My important place【D.Gray-man】
第42章 因果律
ずっと仏頂面でいるオレに、ガルマーとエミリアの口喧嘩を聞きながらやんわりと声をかけてきた。
『どうしたの? そんな顔して…お腹でも痛いのかしら?』
それが院長先生がオレにかけてきた最初の言葉だった。
お腹痛いって。
ちげーよ。
『親父(あいつ)の所為でオレの人生滅茶苦茶だ…こんなオデコした奴、他にいねぇもん』
オレのこの額の変な玉を見ると、ガルマーも、医者も、他の警察も、周りの大人皆、一瞬変な顔をする。

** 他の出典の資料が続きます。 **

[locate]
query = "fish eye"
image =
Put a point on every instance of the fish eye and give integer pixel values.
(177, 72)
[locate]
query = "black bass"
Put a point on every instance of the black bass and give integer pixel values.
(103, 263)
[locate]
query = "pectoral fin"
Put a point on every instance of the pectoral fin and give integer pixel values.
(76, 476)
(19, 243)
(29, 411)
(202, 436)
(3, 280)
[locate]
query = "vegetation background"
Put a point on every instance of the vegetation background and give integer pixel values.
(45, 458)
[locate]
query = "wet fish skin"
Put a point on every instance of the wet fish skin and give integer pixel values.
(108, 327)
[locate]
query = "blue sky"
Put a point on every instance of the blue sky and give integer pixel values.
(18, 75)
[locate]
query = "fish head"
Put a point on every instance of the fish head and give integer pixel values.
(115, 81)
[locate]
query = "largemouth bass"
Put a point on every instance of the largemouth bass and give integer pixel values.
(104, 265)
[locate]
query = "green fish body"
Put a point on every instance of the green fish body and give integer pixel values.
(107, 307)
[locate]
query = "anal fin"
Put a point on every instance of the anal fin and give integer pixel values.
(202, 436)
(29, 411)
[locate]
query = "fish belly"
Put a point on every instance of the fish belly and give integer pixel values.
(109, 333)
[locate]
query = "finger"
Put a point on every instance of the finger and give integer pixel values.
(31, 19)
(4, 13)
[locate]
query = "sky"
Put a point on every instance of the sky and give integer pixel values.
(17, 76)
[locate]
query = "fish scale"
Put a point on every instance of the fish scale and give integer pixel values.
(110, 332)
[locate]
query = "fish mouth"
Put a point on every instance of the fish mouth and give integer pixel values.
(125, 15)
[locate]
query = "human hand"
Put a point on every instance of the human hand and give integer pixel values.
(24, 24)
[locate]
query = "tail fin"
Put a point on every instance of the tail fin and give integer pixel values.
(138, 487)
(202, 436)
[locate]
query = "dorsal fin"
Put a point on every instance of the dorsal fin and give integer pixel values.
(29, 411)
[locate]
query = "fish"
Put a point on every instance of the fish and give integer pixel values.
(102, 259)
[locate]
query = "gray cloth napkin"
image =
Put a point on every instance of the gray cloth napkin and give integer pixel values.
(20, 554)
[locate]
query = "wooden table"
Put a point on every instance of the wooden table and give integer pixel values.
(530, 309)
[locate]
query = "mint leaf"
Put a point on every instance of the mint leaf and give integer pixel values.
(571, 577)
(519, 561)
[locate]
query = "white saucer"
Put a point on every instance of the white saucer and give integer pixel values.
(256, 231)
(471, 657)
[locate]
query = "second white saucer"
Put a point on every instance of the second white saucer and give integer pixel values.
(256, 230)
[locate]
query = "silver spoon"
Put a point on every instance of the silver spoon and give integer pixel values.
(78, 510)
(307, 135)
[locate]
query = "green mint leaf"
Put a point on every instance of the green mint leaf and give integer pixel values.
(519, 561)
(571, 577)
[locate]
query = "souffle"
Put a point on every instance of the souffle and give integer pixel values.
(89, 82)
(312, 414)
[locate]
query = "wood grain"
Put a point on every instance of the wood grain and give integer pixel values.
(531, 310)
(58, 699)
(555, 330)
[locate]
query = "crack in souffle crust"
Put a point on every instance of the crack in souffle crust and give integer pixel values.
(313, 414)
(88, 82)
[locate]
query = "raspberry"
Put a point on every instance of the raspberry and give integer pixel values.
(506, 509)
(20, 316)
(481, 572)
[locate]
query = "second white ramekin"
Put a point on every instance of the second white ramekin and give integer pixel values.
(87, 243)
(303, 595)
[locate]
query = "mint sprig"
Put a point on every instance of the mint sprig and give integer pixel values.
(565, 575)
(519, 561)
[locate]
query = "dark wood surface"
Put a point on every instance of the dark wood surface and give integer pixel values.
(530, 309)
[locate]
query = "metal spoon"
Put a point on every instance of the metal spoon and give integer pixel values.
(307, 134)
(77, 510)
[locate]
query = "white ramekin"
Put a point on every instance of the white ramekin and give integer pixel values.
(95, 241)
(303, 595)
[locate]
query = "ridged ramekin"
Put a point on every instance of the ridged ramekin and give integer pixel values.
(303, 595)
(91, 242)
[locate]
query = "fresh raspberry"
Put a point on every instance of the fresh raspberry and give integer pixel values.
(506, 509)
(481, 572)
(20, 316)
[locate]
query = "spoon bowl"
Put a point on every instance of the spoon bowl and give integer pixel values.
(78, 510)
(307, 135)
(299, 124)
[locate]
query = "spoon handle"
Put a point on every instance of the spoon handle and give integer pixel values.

変なもんを見る目でオレを見て、それからすぐに取り繕うように優しく接してくる。
その態度が嫌いだった。
エミリアだってそうだった。
すぐに普通の態度で話しかけてくれるようになったけど…でも初めてオレを見た時は、この玉に驚いてすぐに"可哀想"って目で見てきてた。
それがすげー嫌だった。
…この院長先生だってそうだ。
どうせ変な目で見るか、可哀想だって同情の目で見るか。
そのどっちかなんだろう。
『おでこ、お顔洗う時邪魔じゃない?』
絶対そうだと思っていたから、返された言葉はそのどっちとも違っていて思わず拍子抜けた。
顔を洗う?
何言ってんだ、この人。
『はぁ?』
『ホラ、朝はお顔洗うでしょ? こうやって。ザバーってして、ゴシゴシーって。ちゃんと洗えるの?』
『あ…ッ当たり前だろ! 馬鹿にすんな!』
ちっさいガキに問いかけるような身振り手振り混じりの言葉に、ついむかついて怒鳴り返した。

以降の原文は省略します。